If I'd been writing this I'd have taken a bit more time to brainstorm (or research) the full implications of every human being on the planet blacking out for 137 seconds. The team here have decided that the worst thing that could have happened is a bunch of aeroplanes streaming all over the place with nobody at the controls, and to emphasise the point, we hardly ever get to see a tall building in LA which doesn't have a big chunk missing from its flank. (And we had that ludicrous cut across to London with Big Ben blazing in the background!)

And where's the hysteria? We all remember how the American populace responded to 9-11, yet after the first ten minutes of episode one everyone seems to be acting more or less normally. The more the timeline moves away from the blackout — in which every human being who was still going to be alive in six months' time had a vision of what they would be up to then — the more you wish they'd keep flashing back to the flash forward, so to speak.

The big unresolved issue at the end of part four is whether these visions of the future are fixed. Within that, and particularly pertinent to Special Agent Noh, is the issue of whether those who experienced no flash forward are slated to expire, and there's really nothing they can do about it.

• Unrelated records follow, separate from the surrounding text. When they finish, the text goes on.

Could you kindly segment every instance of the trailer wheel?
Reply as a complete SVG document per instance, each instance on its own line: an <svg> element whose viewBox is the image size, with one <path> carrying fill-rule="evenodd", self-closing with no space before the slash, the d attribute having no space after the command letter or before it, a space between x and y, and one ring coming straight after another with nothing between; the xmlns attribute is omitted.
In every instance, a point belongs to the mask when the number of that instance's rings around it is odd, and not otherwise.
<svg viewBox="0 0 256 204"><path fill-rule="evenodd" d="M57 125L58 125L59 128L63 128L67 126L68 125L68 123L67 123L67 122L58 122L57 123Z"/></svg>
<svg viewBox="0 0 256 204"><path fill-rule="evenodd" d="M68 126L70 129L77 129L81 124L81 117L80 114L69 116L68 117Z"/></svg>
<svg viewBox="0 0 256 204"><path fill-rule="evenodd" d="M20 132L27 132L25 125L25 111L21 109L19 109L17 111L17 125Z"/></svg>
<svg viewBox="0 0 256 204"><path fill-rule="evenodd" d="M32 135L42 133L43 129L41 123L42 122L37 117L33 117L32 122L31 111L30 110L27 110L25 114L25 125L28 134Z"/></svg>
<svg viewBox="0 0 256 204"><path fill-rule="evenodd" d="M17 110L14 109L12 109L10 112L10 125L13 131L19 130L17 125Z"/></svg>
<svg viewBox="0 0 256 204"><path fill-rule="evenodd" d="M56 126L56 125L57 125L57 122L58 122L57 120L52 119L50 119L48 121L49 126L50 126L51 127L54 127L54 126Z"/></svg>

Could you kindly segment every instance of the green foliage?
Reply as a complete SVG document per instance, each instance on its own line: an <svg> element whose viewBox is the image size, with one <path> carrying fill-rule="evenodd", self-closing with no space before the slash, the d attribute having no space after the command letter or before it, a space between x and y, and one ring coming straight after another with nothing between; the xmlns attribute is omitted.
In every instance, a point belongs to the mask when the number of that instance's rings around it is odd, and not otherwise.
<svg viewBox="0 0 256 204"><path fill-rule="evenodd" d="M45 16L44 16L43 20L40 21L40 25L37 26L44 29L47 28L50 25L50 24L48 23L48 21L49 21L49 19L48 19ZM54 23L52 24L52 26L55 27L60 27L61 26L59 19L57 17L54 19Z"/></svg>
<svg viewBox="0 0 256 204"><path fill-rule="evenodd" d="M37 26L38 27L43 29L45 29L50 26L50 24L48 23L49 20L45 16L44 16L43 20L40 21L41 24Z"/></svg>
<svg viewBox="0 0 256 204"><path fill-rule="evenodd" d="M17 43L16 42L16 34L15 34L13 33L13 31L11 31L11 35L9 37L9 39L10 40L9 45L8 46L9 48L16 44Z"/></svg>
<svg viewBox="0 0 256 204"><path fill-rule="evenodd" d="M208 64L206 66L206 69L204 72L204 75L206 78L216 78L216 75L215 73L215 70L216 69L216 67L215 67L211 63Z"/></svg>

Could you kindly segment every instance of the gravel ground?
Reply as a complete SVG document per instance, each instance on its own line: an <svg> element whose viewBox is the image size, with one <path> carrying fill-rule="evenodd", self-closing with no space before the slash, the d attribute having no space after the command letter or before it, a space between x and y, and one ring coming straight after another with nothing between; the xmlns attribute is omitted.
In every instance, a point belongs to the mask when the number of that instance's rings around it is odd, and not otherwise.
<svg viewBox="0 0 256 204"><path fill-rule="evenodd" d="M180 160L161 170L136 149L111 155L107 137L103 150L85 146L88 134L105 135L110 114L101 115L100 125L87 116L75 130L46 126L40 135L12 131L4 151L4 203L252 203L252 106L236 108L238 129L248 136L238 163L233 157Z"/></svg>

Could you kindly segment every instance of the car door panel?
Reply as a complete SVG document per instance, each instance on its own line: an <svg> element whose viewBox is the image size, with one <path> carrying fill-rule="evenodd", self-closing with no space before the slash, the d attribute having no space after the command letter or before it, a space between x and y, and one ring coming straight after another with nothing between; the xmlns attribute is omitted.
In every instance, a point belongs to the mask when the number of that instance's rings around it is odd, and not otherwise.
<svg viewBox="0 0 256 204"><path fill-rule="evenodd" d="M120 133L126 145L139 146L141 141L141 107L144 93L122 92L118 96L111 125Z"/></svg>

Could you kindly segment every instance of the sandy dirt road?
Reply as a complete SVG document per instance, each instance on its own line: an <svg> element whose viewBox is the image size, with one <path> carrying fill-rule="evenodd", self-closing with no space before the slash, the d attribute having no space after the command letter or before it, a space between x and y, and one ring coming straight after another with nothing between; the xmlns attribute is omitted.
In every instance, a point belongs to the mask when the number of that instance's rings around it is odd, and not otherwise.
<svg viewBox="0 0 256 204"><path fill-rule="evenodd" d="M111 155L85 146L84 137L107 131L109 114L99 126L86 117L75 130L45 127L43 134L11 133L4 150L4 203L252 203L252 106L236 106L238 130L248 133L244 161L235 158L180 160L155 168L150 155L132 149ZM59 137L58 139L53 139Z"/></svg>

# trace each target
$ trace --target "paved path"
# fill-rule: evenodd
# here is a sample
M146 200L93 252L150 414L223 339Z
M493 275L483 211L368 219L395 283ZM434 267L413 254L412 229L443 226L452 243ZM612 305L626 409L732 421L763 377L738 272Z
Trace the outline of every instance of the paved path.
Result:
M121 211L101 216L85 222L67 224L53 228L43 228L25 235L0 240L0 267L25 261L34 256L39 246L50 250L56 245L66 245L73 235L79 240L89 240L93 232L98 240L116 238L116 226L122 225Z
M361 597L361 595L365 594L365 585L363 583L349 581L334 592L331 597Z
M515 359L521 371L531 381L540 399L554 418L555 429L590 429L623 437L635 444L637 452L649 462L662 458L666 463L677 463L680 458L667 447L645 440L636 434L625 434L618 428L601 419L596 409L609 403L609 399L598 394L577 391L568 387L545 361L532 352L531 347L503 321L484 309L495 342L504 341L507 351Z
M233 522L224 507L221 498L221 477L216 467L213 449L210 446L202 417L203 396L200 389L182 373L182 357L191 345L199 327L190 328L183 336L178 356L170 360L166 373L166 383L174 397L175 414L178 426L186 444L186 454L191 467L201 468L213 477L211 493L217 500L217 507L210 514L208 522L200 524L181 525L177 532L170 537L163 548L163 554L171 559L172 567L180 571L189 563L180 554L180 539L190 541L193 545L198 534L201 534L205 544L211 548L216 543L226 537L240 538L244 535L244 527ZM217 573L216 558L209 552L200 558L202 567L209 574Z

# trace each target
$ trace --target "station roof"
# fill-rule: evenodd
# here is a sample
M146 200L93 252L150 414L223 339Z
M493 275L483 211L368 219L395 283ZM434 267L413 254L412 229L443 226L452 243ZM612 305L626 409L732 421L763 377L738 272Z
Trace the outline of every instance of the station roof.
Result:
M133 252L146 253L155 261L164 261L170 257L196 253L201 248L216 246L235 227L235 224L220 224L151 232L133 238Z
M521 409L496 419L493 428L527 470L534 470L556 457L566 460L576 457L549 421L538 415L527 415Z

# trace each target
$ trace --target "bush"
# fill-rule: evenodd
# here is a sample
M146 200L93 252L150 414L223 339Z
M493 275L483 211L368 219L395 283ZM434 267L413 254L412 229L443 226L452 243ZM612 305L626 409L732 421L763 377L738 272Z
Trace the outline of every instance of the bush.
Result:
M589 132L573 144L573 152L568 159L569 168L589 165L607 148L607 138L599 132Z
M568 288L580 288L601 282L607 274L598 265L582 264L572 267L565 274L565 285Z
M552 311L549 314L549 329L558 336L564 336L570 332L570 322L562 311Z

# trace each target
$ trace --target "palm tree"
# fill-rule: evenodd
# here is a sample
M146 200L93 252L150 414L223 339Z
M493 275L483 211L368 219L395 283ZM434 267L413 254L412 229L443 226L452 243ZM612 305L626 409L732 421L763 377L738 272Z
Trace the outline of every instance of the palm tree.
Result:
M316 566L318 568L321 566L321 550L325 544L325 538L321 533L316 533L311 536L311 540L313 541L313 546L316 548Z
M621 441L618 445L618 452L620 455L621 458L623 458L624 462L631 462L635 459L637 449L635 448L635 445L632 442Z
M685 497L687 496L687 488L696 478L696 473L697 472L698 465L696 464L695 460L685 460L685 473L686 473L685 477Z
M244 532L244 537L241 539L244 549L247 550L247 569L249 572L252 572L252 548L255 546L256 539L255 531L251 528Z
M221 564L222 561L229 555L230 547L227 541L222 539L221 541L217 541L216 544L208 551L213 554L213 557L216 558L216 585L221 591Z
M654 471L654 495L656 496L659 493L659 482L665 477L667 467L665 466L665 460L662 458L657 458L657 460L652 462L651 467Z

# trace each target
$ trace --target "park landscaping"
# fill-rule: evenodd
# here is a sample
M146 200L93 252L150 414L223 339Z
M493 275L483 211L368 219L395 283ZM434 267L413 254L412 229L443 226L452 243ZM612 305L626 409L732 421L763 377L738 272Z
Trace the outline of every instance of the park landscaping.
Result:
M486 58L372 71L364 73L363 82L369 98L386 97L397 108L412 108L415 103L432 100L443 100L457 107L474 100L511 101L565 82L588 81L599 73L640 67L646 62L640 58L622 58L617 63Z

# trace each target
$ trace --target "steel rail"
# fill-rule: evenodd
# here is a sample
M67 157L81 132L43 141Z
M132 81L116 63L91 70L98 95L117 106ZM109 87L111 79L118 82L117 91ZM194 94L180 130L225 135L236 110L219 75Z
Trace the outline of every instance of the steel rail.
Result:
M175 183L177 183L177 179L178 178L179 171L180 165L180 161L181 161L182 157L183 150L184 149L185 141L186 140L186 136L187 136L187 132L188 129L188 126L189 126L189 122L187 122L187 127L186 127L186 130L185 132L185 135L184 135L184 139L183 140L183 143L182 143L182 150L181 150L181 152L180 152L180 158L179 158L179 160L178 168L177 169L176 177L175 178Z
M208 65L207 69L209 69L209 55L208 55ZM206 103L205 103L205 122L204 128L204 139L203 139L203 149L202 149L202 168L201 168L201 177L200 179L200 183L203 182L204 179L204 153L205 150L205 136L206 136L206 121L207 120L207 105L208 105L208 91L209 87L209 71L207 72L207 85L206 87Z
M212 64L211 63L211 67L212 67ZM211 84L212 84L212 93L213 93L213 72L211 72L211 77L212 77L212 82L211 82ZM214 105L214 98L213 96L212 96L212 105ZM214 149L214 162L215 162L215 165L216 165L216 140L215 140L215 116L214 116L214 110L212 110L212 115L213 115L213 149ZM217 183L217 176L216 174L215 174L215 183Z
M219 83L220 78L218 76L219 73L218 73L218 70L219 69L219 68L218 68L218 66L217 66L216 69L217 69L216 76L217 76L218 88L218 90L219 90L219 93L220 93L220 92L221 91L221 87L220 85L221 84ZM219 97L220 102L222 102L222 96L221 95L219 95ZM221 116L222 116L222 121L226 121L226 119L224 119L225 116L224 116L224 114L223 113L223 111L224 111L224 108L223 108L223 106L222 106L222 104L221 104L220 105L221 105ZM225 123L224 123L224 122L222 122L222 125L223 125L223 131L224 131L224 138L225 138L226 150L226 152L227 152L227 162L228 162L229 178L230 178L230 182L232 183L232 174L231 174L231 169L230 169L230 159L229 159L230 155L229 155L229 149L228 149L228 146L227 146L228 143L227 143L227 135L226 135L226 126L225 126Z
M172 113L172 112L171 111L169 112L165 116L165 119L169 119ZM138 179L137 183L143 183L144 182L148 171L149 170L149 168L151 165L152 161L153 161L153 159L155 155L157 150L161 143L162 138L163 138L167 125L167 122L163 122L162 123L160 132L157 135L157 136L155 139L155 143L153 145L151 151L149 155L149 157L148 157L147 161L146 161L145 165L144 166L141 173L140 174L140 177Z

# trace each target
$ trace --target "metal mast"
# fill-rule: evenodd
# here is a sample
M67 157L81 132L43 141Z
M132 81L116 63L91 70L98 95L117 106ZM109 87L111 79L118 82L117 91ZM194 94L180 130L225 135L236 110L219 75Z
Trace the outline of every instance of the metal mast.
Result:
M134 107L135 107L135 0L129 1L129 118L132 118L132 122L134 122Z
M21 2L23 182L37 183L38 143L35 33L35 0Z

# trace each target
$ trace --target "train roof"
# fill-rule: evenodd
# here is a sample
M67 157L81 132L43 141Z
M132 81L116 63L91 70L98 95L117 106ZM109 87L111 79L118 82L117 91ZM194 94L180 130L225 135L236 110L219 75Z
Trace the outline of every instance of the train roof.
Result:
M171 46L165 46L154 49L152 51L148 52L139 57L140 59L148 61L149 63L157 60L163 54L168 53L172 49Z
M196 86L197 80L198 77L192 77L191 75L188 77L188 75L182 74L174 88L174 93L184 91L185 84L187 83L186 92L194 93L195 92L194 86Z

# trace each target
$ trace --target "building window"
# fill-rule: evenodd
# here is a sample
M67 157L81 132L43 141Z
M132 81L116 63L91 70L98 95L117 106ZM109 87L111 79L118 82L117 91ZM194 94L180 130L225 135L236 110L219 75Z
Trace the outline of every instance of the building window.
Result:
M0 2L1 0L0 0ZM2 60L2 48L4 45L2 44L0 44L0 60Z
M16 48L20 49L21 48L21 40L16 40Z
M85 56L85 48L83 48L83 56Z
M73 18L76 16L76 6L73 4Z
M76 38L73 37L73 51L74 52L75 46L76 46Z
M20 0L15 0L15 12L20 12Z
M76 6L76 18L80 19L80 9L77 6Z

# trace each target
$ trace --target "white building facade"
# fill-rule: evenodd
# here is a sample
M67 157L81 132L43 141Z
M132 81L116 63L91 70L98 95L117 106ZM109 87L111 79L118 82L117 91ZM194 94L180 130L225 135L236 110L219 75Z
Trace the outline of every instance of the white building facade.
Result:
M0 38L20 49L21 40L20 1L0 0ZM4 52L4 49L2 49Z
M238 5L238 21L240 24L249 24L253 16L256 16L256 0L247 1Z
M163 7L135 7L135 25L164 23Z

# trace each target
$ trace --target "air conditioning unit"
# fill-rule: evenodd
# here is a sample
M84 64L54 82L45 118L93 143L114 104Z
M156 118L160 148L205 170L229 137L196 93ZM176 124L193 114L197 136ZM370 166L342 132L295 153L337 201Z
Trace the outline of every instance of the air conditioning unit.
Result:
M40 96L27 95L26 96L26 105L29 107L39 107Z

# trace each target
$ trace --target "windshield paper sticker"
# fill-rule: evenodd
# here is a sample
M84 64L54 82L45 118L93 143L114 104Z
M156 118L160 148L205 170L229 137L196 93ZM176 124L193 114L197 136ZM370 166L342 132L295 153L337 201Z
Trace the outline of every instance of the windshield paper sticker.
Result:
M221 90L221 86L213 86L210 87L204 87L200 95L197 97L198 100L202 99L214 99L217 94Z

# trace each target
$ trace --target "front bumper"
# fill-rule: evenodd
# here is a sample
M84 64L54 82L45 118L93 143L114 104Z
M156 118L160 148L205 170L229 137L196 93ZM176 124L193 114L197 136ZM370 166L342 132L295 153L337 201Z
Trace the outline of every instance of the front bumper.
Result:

If I were running the FBI's 'Mosaic' website I'd be inclined to statistically examine this matter of the walking dead before all others, and if I were Agent Noh the thought of standing in front of a bus today to see if I could 'change' the future would at least have crossed my mind.

I know this has to be dragged out, but the believability of the show is being threatened by an apparent lack of determination to resolve the issue of determinism quickly enough.

As for the show's apparent under-ambition, the writers have tried to position it closer to the (dumb) mainstream than show's like Heroes and Lost. The latter is said to have two kinds of viewers: those who watch it to see Kate and Sawyer in minimal attire and those who will still be debating the metaphysical implications of it all some ten years after the final season. Flash Forward represents an attempt to carefully roll these two audiences together, but de-geeking inevitably means making the script that much less cerebral.

They also appear to have tried to limit the number of truly beautiful people in the foreground, which also contributes to the lower-key, soapy atmosphere and perhaps explains why it was snapped up in the UK by Five rather than Channel 4.

For all its faults, the show has both me (geek) and V (non-geek) hooked, so the innovative format appears to have been efficacious so far.